The Interactive Advertising Bureau (IAB) makes a handy comparison:

  1. “Use CTV when you are specifically talking about Smart TVs and streaming devices that are attached to TVs. Mobile and desktop devices are not included under the term CTV.
  1. Use OTT when it doesn’t matter which devices are included. For example, if you want to talk about ‘OTT services’ (like Hulu or TubiTV), and delivery to a particular device doesn’t matter. OTT is still a valid term that distinguishes premium television content from the vast world of online video where user-generated content is commonplace.”

Why is connected TV getting popular with viewers?

As Anna Kuzmenko, COO at BidMind by Fiksu, notes, CTV offers users the freedom to “watch whatever they want, whenever they want.” Millennials and Gen Zers in particular have “cut the cord,” eschewing the limits of linear TV viewing in favor of streaming.

Why is connected TV popular with advertisers?

Advertisers are following their audience. According to Forbes, a recent study from the Leichtman Research Group estimates that 80 percent of TV homes in the U.S. have at least one connected TV device. That number represents a steady increase from the 57 percent logged in 2015, and 24 percent in 2010.

Predictably, CTV use soared during the pandemic: Forbes also cites a Nielson report, which notes that CTV viewing exploded from 2.7 billion hours during the pre-pandemic week of March 2, to 3.9 billion hours during the weeks of March 23, March 30, and April 6. Even during the week of May 4, when stay-at-home laws eased in some states, CTV viewing remained above pre-pandemic levels at 3.5 billion hours.

These stats are good news for advertisers embracing CTV. So is the fact that CTV allows brands to reach out to specific audiences. As Forbes notes, “CTV’s targeting capabilities are the ‘holy grail’ for advertisers.” Many CTV companies use ACR, or Automated Content Recognition, which collects data that can inform programming recommendations for users and better target ads to niche groups. Although audiences in the era of connected TV may not be as huge as the linear TV days, CTV helps brands better understand and reach their niche market effectively.

And the future of CTV looks bright. Kuzmenko says, “In 2021, CTV ad spend is estimated to hit the significant sum of $10.81 billion.”

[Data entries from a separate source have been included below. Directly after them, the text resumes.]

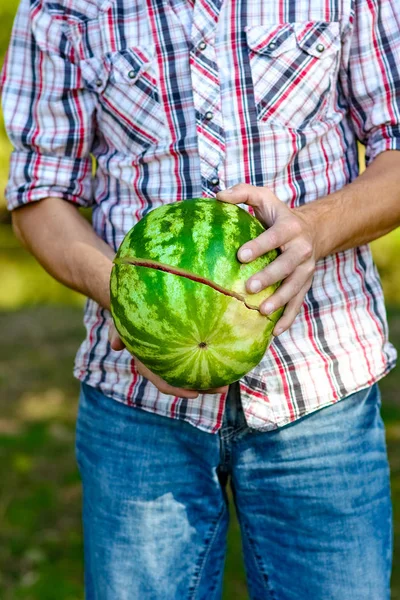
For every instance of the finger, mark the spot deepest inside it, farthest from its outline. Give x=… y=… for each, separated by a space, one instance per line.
x=291 y=311
x=290 y=288
x=284 y=230
x=162 y=385
x=243 y=193
x=220 y=390
x=280 y=268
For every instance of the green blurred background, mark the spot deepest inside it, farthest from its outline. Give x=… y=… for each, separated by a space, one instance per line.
x=40 y=325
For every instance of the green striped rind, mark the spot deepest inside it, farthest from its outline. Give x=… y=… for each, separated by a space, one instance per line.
x=209 y=233
x=162 y=318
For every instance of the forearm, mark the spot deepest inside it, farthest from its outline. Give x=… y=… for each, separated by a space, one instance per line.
x=362 y=211
x=66 y=245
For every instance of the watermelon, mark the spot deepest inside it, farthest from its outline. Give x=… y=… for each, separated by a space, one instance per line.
x=178 y=296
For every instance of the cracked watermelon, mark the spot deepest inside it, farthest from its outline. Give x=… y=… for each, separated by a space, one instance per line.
x=178 y=294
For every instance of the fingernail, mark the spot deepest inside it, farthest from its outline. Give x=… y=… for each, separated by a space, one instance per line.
x=255 y=285
x=267 y=309
x=245 y=255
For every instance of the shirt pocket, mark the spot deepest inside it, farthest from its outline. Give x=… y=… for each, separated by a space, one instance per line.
x=293 y=66
x=130 y=100
x=130 y=116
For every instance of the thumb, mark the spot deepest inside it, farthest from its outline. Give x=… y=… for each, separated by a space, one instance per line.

How do you set up a connected TV campaign?

The approach for now is very passive: you give a connected TV provider such as Verizon Media/Yahoo the desired demographic you want to reach, and Verizon Media/Yahoo tells you what the CPM (cost per thousand impressions) will be. Verizon Media/Yahoo manages the rest.

Note: different providers have different requirements. With Verizon Media/Yahoo, for example, you can dive in with any budget, but a $20 CPM is minimum if you want to get a reasonable amount of impressions. And as might be expected, the more targeting that you do—narrowing your demographic by city, say—the more expensive advertising is going to be.

What metrics can connected TV providers give you?

It varies. iHeart Media gives you impressions, cost, CPM and completion rates as well as some demographic results with similar KPIs. Verizon Media/Yahoo gives you impressions.

Additionally Verizon Media/Yahoo can include conversions as well based on users’ IP address, Yahoo mail receipts, and other proprietary data/tools.